This weekend I attended my third craft fair of the season. I do love these events, although what I love is not necessarily the same faux bayberry and pine wreathes that I might have bought seven years ago, or even the oh-so-adorable lampshade cover that I bought last year. Don’t get me wrong, those items – along with the doll clothes, pet kerchiefs, and wooden roses – are usually beautifully crafted and well marketed.
They are just not always my thing.
I’m starting to appreciate new and different things, a startling use of the color pink on a hand-painted silk scarf, a butter-soft leather tote bag, something that just grabs me and pulls me towards it. It’s all good you see. The artistic vision and technique found in these pieces give just as much beauty as in a classic framed photograph of Rockport, MA’s Motif #1, or a wood carved chess set.
Ron MacLean is an artist who knows what he’s doing. He asks you to trust that he will tell you a story. He asks you to trust that there’s a good chance you’ll take away more than you imagined. Not every story in Why the Long Face is for all tastes, they weren’t all mine. Yet each one offers beauty.
“Las Vegas Wedding” plays like a recurring dream, a surreal snowball of nonlinear narrative, gradually rolling, forwards – and then backwards, adding layers of situations and characters – like Gertrude Stein of all people.
There are similar stories, surreal from the get-go. And some, begin more conventionally.

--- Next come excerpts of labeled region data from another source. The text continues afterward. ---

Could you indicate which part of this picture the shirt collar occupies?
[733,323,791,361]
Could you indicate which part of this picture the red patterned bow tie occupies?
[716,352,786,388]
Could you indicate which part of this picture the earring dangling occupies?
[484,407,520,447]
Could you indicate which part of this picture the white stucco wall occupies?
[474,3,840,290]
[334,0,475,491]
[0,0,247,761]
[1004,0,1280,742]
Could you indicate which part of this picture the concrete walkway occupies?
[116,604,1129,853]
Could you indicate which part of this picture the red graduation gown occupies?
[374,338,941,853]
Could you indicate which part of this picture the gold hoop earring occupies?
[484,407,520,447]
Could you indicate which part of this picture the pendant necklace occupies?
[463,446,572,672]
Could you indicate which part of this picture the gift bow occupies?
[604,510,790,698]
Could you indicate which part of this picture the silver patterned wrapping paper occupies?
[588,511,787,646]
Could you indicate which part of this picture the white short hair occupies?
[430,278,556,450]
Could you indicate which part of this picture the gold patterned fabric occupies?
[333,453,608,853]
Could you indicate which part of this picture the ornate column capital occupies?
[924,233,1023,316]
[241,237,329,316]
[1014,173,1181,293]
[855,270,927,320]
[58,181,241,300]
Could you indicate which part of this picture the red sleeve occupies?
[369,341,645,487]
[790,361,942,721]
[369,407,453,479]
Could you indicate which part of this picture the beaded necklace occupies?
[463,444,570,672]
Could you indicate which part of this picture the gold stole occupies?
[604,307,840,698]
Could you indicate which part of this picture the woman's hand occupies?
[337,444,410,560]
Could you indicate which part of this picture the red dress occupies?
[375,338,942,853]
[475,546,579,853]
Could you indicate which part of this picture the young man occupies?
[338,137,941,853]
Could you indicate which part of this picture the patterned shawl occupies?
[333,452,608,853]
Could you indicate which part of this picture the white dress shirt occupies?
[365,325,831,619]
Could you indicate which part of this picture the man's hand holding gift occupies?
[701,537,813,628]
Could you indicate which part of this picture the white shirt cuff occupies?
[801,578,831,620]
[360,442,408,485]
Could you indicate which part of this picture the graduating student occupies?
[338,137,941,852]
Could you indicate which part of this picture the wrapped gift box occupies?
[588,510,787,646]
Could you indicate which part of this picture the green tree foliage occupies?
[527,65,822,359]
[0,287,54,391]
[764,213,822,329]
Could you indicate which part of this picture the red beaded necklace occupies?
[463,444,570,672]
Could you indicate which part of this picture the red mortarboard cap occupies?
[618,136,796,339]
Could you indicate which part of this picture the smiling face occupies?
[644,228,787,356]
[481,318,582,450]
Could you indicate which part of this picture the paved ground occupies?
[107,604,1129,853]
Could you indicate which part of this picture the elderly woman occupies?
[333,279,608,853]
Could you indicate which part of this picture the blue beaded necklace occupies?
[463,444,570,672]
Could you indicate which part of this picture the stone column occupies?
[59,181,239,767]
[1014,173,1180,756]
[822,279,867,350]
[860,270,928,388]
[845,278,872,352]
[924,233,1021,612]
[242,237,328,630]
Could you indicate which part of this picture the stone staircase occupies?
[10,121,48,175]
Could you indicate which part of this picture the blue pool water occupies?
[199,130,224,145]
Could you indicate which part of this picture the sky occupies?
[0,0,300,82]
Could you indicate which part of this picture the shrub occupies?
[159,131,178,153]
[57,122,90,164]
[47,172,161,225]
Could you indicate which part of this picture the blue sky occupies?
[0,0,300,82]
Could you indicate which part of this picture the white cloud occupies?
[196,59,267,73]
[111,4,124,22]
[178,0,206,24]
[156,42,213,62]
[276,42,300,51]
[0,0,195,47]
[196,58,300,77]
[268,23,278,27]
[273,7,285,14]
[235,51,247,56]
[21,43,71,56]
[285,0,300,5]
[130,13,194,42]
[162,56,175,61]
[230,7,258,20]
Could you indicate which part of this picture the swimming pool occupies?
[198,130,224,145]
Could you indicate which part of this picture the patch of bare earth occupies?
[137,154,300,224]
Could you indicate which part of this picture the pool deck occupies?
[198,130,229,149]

In “Aerialist”, newly widowed Nick learns that his five-year-old daughter, Katie, can walk with amazing calm and precision over unexpected heights. Nick is stunned when it’s two feet off the ground in the living room; he’s shocked when she maneuvers a second floor stair railing with ease. And the dichotomy here is not blatant; we know five-year-old children do not have that kind of skills that Katie continues to exhibit. But MacLean allows us to accept what’s happening – we feel only as much doubt and fear as Nick does – nothing more.